Wednesday, April 2, 2008

The Question of Foreign Advising

John Nagl continues to be the country's hottest ticket for military intellectual thought (How many 0-5s have managed to do op-eds for the Times and the Post within a four week span?), and today's New York Times indicates that he has found his main initiative. Ever since last June's CNAS paper outlining his vision of a Foreign Advisory Corps, TSK has been waiting for a public airing of the idea. We've been teased for months by allusions to it in editorials by Max Boot and Nagl himself, but today's piece is the first to elaborate upon the proposal and offer a detailed layman explanation. The Colonel Killebrews of the world may argue that we don't need a FAC, but the hard truth is that Nagl has more star power than anyone who has come out in opposition to the proposal. As always, bureaucratic inertia is the biggest obstacle to a true Corps of advisors, but it seems the MSM is willing to give Nagl a platform to make his case.

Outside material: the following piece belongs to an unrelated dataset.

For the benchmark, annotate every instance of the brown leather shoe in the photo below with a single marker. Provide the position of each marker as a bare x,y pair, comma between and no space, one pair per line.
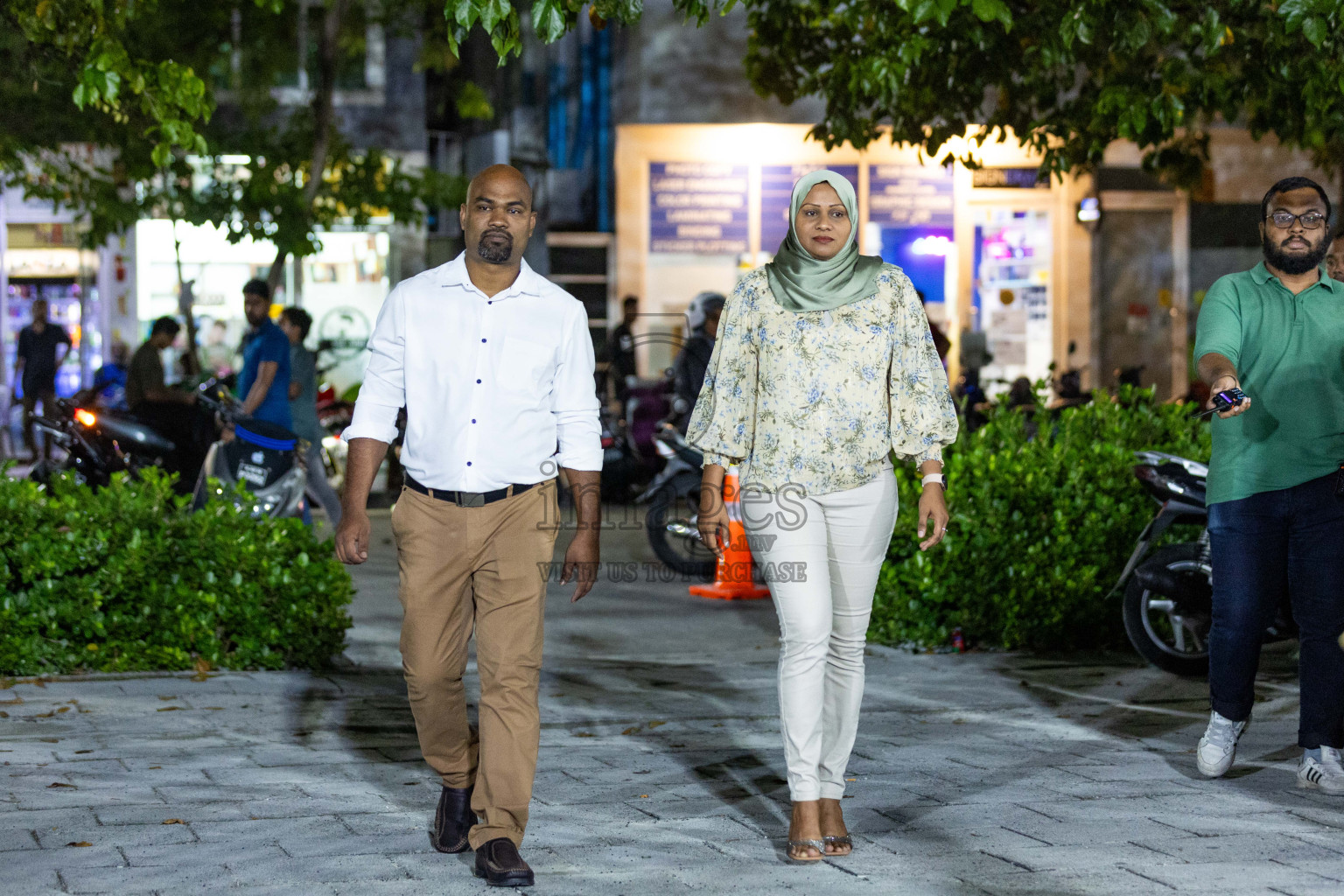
498,861
453,820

"Too much of that statement still rings true today. In the long term, we need to institutionalize our ability to field advisers and provide effective military assistance to allies. As it stands now, the troops we train at Fort Riley do their tour and are then moved back into conventional roles, while the embedded training teams are demobilized. This is as senseless as if in World War II we had decided that the First Infantry Division, which had gone ashore in North Africa and Sicily, was to be disbanded and replaced on D-Day with a division that had no experience landing on hostile ground. What we need, even after the Iraq and Afghanistan missions have ended, is a standing advisory corps of about 20,000 troops that can deploy wherever in the world we need to get our allies up to speed."

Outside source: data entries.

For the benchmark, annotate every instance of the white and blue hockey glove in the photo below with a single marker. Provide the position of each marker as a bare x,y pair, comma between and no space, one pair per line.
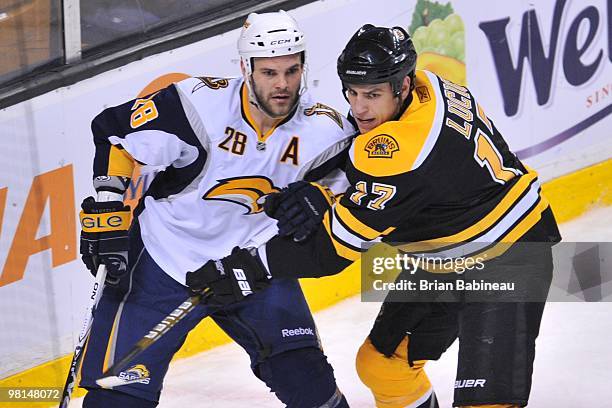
229,279
299,208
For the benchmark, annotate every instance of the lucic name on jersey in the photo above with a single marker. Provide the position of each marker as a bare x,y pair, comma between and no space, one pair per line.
217,165
440,179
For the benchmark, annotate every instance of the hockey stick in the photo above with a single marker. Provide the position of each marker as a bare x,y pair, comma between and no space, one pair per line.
96,294
112,377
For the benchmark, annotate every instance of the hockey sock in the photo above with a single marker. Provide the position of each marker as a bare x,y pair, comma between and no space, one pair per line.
393,382
302,378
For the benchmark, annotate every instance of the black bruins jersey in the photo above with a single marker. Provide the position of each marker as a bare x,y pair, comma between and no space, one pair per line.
440,180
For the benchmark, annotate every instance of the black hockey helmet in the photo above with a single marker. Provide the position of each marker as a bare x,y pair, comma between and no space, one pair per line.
378,54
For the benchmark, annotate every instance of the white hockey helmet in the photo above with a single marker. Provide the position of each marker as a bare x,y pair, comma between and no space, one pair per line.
269,35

One final note: If you read the end of the CNAS paper, you'll notice that Nagl leaves the door open for a Corps that expands beyond twenty thousand soldiers. In the op-eds, though, the number is presented as an implied end strength. I suspect this is a political move on Nagl's part to forestall more opposition from stone-age military commentators, and if so, I approve. Nevertheless, students of COIN should keep in mind the possibility that the op-tempo of a FAC will almost certainly demand an expansion, should the idea ever gain acceptance among the Army brass.

1 comment:

Anonymous said...

While it's nice to get a fresh perspective from a young white guy (instead of old white guys), I think Nagl has got to get more hard-nosed and realistic. The idea that the Army is going to create a permanent corps of 10,000 by scraping off the existing branches is a non-starter. I remember the howls of protest when the Army created the Acquisition Corps (which, as the GAO report findings suggest, was and remains badly needed).

His endorsement of remaining in Iraq for another decade is also naive. It may be necessary for mission success, but if the option is not politically viable or supported by the public, it fails two of the three Clausewitzean participants in military strategy. He has star power but not the lock of academic logic.